30 July 2024, Tuesday

10:30am – 12:00pm

School of Economics/School of Computing & Information Systems 2 (SOE/SCIS 2)
Level 2, Seminar Room 2-8
Singapore Management University
90 Stamford Road
Singapore 178903

Please register by 29 July 2024.

We look forward to seeing you at this research seminar.

About the Talk

This paper scrutinizes the unintended consequences of employing large language models (LLMs) like ChatGPT for editing user-generated content, particularly focusing on alterations in sentiment. Through a detailed analysis of a climate change tweet dataset, we uncover that LLM-rephrased tweets tend to display a more neutral sentiment than their original counterparts. By replicating an established study on public opinions regarding climate change, we illustrate how such sentiment alterations can potentially skew the results of research relying on user-generated content. To counteract the biases introduced by LLMs, our research outlines two effective strategies.

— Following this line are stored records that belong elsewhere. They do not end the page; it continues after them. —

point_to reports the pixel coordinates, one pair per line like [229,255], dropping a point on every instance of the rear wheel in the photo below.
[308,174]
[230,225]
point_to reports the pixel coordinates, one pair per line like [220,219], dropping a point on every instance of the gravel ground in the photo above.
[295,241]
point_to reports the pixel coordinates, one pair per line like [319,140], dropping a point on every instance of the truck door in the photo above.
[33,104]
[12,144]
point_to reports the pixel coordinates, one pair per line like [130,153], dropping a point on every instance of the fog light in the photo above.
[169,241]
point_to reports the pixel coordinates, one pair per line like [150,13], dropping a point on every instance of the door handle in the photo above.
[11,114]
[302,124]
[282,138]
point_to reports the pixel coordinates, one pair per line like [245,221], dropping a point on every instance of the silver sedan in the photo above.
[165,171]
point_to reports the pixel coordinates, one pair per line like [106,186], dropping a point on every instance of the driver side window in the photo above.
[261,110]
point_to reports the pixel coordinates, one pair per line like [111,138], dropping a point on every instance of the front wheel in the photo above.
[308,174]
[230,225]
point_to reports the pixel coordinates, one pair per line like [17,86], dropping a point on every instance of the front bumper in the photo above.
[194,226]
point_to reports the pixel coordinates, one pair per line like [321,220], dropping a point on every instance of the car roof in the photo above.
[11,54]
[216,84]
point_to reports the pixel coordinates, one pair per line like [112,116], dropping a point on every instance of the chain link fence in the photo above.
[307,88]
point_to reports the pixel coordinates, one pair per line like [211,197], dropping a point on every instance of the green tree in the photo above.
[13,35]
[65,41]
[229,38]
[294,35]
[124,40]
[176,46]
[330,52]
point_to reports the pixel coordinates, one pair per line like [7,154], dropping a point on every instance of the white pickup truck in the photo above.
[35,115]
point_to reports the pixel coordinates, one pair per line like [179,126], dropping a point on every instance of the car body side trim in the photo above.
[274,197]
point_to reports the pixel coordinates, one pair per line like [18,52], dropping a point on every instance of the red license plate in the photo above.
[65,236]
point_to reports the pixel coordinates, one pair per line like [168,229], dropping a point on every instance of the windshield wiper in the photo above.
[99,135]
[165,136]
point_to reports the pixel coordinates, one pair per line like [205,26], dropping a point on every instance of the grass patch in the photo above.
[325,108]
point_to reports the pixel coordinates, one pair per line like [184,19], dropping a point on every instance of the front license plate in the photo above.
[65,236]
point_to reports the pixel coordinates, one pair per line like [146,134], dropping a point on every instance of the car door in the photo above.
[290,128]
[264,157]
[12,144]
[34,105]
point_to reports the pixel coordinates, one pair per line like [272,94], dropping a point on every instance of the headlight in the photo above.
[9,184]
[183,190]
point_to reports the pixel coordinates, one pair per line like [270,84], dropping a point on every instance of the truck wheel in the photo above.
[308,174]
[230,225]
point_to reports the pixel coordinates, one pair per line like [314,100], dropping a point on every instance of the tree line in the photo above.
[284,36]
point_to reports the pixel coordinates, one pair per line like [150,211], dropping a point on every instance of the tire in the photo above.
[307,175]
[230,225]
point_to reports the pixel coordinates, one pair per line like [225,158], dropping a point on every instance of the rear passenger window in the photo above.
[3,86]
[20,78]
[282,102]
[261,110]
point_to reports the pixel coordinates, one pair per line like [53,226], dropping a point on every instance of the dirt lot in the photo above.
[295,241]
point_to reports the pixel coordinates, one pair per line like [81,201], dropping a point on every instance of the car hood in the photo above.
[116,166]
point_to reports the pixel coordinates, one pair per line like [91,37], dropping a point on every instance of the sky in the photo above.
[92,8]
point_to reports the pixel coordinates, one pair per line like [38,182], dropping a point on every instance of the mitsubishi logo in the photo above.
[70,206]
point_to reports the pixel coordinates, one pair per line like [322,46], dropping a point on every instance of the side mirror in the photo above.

First, we employ predictive models capable of retroactively identifying the true human sentiment underlying the original communications, utilizing the altered sentiment expressed in LLM-rephrased tweets as a basis. While useful, this approach faces limitations when the origin of the text—whether directly crafted by a human or modified by an LLM—remains uncertain. To address such scenarios where the text's provenance is ambiguous, we develop a second approach based on the fine-tuning of LLMs. This fine-tuning process not only helps in aligning the sentiment of LLM-generated texts more closely with human sentiment but also offers a robust solution to the challenges posed by the indeterminate origins of digital content. This research highlights the impact of LLMs on the linguistic characteristics and sentiment of user-generated content, and more importantly, offers practical solutions to mitigate these biases, thereby ensuring the continued reliability of sentiment analysis in research and policy. 
 

About the Speaker

Yi Ding is an assistant professor in the Group of Information Systems Management and Analytics, Warwick Business School, University of Warwick. She obtained her PhD in information systems and analytics from National University of Singapore and a bachelor's degree in management information systems from Fudan University. Her research interests include social impact of emerging technologies and fintech. Her work has been published in journals such as MIS Quarterly, Information Systems Research (ISR) and Research Policy. She has also presented papers at international conferences, including ICIS, WITS, CIST, and HICSS.